Observe: We might have additionally made use of a listing comprehension to make that code shorter. I wrote it down on this method in order that even those that don’t find out about listing comprehensions can perceive the code. Eitherways, that is the alternate code:

tags = [tag.text_content() for tag in new_releases.xpath('.//div[@class="tab_item_top_tags"]')]

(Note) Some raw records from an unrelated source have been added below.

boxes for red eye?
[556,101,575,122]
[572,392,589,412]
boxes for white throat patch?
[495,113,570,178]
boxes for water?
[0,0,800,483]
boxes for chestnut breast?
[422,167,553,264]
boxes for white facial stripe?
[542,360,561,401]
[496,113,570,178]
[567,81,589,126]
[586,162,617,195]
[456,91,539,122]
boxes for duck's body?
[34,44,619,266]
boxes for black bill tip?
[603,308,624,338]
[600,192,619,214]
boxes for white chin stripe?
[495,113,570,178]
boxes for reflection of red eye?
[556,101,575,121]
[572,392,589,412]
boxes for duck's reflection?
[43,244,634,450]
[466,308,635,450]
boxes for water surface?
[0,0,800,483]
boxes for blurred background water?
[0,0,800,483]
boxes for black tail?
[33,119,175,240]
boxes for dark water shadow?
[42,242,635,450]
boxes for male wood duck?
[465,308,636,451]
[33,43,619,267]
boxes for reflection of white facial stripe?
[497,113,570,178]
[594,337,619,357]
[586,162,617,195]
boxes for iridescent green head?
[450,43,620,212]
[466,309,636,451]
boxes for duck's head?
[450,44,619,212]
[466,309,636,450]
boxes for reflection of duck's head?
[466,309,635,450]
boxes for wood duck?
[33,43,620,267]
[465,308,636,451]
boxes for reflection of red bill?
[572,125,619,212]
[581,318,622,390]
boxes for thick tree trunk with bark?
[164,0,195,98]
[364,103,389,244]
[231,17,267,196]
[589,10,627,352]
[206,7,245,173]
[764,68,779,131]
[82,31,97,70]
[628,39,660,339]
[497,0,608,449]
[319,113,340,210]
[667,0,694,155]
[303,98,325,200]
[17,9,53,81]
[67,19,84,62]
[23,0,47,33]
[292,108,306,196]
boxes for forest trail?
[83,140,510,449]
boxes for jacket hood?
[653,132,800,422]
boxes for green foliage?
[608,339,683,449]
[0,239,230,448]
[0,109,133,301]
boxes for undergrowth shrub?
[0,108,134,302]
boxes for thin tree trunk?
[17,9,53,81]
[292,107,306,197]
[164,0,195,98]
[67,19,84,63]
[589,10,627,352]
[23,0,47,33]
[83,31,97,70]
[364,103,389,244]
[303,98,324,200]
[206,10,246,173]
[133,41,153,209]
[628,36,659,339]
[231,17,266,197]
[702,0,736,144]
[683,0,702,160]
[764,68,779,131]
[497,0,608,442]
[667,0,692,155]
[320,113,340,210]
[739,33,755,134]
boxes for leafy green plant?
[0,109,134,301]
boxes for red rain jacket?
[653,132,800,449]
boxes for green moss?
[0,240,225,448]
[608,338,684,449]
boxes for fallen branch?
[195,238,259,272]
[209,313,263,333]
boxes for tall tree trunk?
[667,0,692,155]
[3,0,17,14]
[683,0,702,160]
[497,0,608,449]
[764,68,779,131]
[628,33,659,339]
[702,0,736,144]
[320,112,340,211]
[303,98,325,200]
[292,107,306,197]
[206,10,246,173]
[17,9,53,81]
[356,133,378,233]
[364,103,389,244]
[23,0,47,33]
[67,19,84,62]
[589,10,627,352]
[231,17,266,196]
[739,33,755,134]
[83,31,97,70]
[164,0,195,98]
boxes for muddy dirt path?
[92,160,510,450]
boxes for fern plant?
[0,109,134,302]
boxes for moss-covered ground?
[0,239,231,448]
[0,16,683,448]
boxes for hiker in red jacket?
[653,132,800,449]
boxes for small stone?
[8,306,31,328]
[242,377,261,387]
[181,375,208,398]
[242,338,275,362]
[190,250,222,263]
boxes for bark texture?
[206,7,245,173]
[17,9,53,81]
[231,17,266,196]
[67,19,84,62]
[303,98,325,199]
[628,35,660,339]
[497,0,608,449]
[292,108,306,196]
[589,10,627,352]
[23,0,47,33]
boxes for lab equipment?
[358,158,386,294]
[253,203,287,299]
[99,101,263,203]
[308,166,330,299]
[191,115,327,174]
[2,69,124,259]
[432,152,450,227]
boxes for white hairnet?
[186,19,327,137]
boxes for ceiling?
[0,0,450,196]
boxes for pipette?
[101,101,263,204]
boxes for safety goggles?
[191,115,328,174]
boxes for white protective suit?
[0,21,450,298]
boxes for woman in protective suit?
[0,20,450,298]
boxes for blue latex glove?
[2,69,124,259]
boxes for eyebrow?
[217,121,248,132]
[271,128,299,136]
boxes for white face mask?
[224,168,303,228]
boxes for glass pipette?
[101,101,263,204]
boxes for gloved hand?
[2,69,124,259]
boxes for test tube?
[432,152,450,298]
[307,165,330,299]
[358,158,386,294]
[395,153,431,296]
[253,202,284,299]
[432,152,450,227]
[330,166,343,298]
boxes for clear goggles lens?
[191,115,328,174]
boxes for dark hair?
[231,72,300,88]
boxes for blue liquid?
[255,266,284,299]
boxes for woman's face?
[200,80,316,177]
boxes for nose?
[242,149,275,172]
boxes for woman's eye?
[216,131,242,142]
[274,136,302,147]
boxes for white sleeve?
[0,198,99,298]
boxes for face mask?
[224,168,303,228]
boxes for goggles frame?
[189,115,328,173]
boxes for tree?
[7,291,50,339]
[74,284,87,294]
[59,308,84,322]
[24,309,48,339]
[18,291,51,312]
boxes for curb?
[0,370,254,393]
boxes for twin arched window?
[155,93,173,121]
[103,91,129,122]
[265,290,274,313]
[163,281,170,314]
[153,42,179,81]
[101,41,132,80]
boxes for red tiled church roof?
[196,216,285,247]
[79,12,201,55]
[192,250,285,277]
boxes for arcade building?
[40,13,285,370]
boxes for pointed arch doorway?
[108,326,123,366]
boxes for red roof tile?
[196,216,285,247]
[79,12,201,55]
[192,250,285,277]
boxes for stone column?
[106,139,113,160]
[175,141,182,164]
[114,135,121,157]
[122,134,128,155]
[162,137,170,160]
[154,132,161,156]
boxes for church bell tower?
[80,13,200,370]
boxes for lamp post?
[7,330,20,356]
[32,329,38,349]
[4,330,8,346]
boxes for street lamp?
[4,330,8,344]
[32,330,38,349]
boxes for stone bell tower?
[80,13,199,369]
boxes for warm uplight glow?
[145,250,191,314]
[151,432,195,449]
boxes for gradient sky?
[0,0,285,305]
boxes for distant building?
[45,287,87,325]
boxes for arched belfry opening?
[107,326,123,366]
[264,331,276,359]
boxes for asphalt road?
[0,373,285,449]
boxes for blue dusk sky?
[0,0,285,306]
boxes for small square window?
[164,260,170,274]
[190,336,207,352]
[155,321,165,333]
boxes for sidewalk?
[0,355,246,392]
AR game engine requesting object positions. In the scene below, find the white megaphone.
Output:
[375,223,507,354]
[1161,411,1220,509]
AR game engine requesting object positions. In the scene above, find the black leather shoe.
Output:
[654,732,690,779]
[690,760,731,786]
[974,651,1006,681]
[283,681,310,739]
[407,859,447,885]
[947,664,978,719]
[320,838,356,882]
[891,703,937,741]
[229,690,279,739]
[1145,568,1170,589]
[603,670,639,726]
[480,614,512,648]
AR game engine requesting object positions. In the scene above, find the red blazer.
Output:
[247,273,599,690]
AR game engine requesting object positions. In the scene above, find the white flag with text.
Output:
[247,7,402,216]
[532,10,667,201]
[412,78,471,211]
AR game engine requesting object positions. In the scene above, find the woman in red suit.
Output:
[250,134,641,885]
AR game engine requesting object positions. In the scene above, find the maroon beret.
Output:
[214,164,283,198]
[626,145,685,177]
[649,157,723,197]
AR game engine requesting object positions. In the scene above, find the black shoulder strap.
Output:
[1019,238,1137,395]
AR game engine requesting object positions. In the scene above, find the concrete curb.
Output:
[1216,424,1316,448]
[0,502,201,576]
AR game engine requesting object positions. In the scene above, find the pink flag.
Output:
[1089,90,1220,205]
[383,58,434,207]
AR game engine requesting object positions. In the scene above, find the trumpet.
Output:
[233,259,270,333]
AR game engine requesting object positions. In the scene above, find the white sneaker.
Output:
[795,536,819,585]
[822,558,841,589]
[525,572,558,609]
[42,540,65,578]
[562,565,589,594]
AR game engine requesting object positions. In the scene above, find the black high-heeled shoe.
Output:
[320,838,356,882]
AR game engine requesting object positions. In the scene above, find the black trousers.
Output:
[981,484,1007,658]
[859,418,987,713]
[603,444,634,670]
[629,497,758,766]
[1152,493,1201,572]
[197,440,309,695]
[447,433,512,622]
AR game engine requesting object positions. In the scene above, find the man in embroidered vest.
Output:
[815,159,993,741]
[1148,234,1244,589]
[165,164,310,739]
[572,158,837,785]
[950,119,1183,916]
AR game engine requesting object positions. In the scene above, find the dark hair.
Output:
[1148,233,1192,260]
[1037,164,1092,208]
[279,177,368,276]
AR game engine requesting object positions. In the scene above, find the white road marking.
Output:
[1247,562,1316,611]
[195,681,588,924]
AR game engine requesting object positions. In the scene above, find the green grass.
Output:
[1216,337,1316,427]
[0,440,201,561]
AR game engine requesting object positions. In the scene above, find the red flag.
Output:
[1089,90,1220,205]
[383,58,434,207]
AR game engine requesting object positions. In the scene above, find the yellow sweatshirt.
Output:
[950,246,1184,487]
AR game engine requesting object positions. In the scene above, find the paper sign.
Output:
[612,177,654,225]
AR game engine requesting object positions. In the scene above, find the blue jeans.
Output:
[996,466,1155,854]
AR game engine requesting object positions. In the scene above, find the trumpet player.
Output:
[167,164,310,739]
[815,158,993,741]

Lets separate the tags in a listing as effectively so that every tag is a separate component:

tags = [tag.split(', ') for tag in tags]

Now the one factor remaining is to extract the platforms related to every title. Right here is the HTML markup:

HTML markup

The foremost distinction right here is that the platforms usually are not contained as texts inside a particular tag. They’re listed as the category title. Some titles solely have one platform related to them like this:

<span class="platform_img win"></span>

Whereas some titles have 5 platforms related to them like this:

<span class="platform_img win"></span>
<span class="platform_img mac"></span>
<span class="platform_img linux"></span>
<span class="platform_img hmd_separator"></span>
<span title="HTC Vive" class="platform_img htcvive"></span>
<span title="Oculus Rift" class="platform_img oculusrift"></span>

As we are able to see these spans include the platform kind as the category title. The one frequent factor between these spans is that every one of them include the platform_img class. Initially, we’ll extract the divs with the tab_item_details class, then we’ll extract the spans containing the platform_img class and eventually we’ll extract the second class title from these spans. Right here is the code:

platforms_div = new_releases.xpath('.//div[@class="tab_item_details"]')
total_platforms = []

for sport in platforms_div:
    temp = sport.xpath('.//span[contains(@class, "platform_img")]')
    platforms = [t.get('class').split(' ')[-1] for t in temp]
    if 'hmd_separator' in platforms:
        platforms.take away('hmd_separator')
    total_platforms.append(platforms)

In line 1 we begin with extracting the tab_item_details div. The XPath in line 5 is a bit totally different. Right here now we have [contains(@class, "platform_img")] as a substitute of merely having [@class="platform_img"]. The reason being that [@class="platform_img"] returns these spans which solely have the platform_img class related to them. If the spans have an extra class, they gained’t be returned. Whereas [contains(@class, "platform_img")] filters all of the spans which have the platform_img class. It doesn’t matter whether or not it’s the solely class or if there are extra courses related to that tag.

In line 6 we’re making use of a listing comprehension to scale back the code measurement. The .get() technique permits us to extract an attribute of a tag. Right here we’re utilizing it to extract the class attribute of a span. We get a string again from the .get() technique. In case of the primary sport, the string being returned is platform_img win so we cut up that string primarily based on the comma and the whitespace, after which we retailer the final half (which is the precise platform title) of the cut up string within the listing.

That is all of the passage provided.